Rate Limiting & WAL Monitoring

Control replication throughput and monitor write-ahead log growth to protect your production database.

Why Rate Limiting?

During the initial snapshot phase, scry-backfill can read data from PostgreSQL very quickly. While this speeds up the backfill process, uncontrolled read speeds can cause problems:

  • Network bandwidth saturation - High-speed reads can overwhelm network links, affecting other services
  • Increased I/O load - Aggressive reads compete with production queries for disk I/O
  • CPU pressure - Serializing large result sets consumes CPU cycles
  • Memory pressure - Large batch reads can increase PostgreSQL's memory usage

Rate limiting ensures scry-backfill is a "good citizen" that coexists with your production workload without degrading performance.

Configuring Rate Limits

Configure rate limiting in your scry-backfill.toml configuration file:

[rate_limiter]
# Maximum rows to read per second during snapshot
rows_per_second = 20000

# Maximum bytes to read per second during snapshot
bytes_per_second = "20MB"

# Batch size for snapshot reads
batch_size = 10000

# Enable adaptive rate limiting based on source DB load
adaptive = true

Tuning Guidelines

Use these starting points based on your database size and sensitivity:

Database Size Rows/Second Bytes/Second
Small (<10 GB) 50,000 50 MB/s
Medium (10-100 GB) 20,000 20 MB/s
Large (100+ GB) 10,000 10 MB/s
Production-sensitive 5,000 5 MB/s

Tip: Start with conservative limits and gradually increase them while monitoring your database's performance. It's easier to speed up a slow backfill than to recover from an overloaded production database.

WAL Monitoring

Replication slots in PostgreSQL prevent write-ahead log (WAL) segments from being recycled until they've been consumed.
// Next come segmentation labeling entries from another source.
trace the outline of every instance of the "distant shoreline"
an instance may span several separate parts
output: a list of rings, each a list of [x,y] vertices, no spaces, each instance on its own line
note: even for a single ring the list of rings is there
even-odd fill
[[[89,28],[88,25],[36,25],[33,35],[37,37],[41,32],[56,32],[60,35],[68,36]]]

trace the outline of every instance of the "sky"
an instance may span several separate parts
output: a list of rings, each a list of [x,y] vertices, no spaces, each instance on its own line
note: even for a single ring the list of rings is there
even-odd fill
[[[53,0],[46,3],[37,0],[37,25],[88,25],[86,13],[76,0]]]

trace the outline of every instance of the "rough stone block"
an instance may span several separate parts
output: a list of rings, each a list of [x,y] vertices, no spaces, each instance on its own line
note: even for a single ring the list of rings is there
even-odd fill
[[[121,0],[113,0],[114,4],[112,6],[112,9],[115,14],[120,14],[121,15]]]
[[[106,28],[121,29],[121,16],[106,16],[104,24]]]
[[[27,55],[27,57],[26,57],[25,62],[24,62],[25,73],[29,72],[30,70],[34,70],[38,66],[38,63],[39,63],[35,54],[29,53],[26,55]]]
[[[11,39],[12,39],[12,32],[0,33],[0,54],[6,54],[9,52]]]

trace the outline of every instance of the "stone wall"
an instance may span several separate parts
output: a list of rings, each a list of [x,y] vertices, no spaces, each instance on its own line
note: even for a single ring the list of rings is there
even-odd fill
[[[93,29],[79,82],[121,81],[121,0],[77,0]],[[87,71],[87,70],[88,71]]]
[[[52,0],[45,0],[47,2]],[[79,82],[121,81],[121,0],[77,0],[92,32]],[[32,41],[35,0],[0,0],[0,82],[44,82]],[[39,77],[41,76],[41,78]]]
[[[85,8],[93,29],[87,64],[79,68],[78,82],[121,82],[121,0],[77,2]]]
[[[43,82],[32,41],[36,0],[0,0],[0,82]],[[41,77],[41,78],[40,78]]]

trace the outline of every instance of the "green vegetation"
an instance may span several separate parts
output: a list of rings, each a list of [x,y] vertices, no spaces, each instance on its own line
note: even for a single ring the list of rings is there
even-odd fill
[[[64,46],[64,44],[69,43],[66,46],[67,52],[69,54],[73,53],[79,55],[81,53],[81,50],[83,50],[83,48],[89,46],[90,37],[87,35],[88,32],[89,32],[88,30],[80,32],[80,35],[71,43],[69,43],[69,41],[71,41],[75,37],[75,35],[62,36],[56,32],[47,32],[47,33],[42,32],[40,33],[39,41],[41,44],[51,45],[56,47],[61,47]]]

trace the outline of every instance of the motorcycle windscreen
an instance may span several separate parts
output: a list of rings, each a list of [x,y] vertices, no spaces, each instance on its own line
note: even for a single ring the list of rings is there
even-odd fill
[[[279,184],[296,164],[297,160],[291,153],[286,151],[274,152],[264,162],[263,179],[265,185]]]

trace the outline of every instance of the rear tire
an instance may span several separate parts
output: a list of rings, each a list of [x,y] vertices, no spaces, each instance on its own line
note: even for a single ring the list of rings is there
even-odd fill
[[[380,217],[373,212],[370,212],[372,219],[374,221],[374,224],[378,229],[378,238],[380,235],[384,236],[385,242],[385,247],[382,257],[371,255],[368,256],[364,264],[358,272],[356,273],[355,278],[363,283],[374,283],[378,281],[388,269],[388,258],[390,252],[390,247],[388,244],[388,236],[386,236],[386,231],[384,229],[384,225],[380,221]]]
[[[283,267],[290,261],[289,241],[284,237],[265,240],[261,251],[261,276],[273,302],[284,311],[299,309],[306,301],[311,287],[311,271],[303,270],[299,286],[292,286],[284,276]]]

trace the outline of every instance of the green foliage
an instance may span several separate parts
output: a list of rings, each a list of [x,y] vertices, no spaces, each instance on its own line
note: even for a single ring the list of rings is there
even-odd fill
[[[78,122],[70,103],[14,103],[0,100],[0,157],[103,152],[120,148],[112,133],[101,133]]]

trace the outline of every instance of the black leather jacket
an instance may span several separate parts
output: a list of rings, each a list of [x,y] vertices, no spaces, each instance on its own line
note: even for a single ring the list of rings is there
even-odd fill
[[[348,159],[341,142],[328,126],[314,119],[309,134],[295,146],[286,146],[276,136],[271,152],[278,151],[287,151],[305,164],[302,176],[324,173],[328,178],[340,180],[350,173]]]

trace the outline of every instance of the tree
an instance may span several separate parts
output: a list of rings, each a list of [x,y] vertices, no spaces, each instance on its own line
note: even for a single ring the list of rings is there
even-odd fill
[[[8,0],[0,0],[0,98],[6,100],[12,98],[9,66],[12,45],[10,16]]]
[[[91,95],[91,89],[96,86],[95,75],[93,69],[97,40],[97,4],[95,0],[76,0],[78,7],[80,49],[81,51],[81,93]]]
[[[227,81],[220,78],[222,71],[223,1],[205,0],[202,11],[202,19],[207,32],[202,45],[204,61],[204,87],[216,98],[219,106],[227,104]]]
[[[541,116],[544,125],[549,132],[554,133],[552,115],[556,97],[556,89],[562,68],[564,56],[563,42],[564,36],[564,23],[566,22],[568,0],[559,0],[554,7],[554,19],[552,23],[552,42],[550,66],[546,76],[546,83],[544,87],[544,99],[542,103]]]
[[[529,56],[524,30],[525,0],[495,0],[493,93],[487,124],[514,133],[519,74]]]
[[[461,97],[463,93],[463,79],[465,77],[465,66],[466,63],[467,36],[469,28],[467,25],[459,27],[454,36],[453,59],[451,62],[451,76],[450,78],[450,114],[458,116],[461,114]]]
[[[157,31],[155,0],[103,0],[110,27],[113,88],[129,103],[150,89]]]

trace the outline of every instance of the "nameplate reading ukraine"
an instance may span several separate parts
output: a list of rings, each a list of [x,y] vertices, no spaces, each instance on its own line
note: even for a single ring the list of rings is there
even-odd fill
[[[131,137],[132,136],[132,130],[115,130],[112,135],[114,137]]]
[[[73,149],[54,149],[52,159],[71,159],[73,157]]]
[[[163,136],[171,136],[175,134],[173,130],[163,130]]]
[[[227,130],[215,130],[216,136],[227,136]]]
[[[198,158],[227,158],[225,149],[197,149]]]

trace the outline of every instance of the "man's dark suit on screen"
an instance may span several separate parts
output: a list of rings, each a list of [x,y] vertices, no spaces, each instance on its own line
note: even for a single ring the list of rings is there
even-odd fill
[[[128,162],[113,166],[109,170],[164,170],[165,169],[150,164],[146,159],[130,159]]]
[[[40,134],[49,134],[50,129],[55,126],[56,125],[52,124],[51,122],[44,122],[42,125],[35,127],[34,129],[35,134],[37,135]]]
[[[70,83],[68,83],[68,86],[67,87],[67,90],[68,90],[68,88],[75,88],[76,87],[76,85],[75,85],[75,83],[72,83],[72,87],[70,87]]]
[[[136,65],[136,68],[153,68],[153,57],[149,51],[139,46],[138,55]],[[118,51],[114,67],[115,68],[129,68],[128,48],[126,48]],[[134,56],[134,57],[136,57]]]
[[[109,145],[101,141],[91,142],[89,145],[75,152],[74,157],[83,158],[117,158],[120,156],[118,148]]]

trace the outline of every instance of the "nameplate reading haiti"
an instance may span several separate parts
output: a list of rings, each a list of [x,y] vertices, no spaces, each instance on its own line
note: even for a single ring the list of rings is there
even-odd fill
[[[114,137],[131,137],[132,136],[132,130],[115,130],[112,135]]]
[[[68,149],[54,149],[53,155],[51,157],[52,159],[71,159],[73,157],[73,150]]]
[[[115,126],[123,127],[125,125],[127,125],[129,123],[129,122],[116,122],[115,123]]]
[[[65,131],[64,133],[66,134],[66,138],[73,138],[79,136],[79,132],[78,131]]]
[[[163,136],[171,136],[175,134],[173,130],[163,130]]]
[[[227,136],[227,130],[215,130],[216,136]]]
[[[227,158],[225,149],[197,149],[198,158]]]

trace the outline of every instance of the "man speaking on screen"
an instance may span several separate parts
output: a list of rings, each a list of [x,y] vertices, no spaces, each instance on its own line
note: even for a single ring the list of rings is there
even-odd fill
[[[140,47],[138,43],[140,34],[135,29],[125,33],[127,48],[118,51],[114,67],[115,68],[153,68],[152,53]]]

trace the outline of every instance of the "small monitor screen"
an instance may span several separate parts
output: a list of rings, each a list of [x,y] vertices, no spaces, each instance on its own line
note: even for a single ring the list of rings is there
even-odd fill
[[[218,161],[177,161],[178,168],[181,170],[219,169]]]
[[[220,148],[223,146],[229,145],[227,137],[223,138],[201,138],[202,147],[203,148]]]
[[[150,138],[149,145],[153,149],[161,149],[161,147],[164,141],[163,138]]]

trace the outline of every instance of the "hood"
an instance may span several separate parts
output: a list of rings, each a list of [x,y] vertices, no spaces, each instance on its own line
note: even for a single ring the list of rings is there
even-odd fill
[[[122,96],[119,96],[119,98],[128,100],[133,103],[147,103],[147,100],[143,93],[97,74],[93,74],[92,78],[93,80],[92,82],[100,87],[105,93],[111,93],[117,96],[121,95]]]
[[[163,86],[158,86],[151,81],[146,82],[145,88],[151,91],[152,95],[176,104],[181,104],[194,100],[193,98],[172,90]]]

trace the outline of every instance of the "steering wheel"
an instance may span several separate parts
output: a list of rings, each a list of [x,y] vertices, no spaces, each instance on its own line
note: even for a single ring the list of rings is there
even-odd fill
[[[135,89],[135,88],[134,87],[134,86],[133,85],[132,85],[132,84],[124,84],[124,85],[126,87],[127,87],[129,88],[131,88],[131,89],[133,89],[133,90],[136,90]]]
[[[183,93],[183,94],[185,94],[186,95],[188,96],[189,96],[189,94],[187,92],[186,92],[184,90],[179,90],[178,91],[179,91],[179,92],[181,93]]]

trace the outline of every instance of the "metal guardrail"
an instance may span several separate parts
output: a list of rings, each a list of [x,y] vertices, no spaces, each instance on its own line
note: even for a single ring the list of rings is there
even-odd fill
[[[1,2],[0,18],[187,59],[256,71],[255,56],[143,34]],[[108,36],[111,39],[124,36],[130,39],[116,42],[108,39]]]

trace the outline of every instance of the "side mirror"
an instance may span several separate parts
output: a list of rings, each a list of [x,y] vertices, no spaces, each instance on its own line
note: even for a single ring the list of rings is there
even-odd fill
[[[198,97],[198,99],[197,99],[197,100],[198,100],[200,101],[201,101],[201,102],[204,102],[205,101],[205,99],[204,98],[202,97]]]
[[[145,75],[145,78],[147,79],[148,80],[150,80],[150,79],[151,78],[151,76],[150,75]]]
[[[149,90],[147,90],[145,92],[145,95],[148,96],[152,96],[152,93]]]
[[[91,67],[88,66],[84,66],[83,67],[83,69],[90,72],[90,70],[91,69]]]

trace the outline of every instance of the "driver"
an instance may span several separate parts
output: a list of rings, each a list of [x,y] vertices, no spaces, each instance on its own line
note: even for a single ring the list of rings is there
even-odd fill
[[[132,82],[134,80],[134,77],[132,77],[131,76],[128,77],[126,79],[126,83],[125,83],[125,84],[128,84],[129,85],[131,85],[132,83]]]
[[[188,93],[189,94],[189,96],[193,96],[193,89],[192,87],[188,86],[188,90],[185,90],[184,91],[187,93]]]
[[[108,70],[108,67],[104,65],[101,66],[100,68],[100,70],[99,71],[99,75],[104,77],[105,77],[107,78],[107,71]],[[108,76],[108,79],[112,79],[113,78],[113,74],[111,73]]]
If scry-backfill stops or falls behind, WAL files accumulate on the source database.

Critical Warning: Uncontrolled WAL growth can fill your disk and crash PostgreSQL. Always monitor WAL lag when using logical replication, and have a plan for handling stuck replication slots.

Automatic WAL Monitoring

scry-backfill includes built-in WAL monitoring. Configure thresholds in your configuration file:

[wal_monitor]
# Enable automatic WAL lag monitoring
enabled = true

# Warning threshold - log warnings when WAL lag exceeds this
warning_threshold = "1GB"

# Critical threshold - pause backfill when WAL lag exceeds this
critical_threshold = "5GB"

# Check interval
check_interval = "30s"

Manual WAL Check

You can manually check WAL lag for your replication slot using this SQL query:

SELECT
    slot_name,
    pg_size_pretty(pg_wal_lsn_diff(pg_current_wal_lsn(), restart_lsn)) AS wal_lag,
    active
FROM pg_replication_slots
WHERE slot_name = 'scry_backfill_slot';

If WAL Grows Too Large

If you notice WAL accumulating beyond acceptable levels, follow these steps:

  1. Check if scry-backfill is running - Verify the process is active and processing data
  2. Check network connectivity - Ensure scry-backfill can reach both source and destination databases
  3. Review logs for errors - Look for connection failures or data type conversion errors
  4. Restart if stuck - Sometimes restarting scry-backfill resolves transient issues
  5. Drop the slot if permanent - If scry-backfill will not recover, drop the replication slot to release WAL:
    -- Only do this if you're abandoning this replication
    SELECT pg_drop_replication_slot('scry_backfill_slot');

Monitoring Metrics

scry-backfill exposes Prometheus metrics to help you monitor replication health and rate limiting behavior:

Metric Description
scry_backfill_rows_processed_total Total number of rows processed (snapshot + CDC)
scry_backfill_bytes_processed_total Total bytes read from source database
scry_backfill_rate_limited_waits_total Number of times processing paused due to rate limits
scry_backfill_wal_lag_bytes Current WAL lag in bytes for the replication slot

Tip: Set up alerts on scry_backfill_wal_lag_bytes to catch WAL growth issues before they become critical. A good starting threshold is 500MB for warning and 2GB for critical alerts.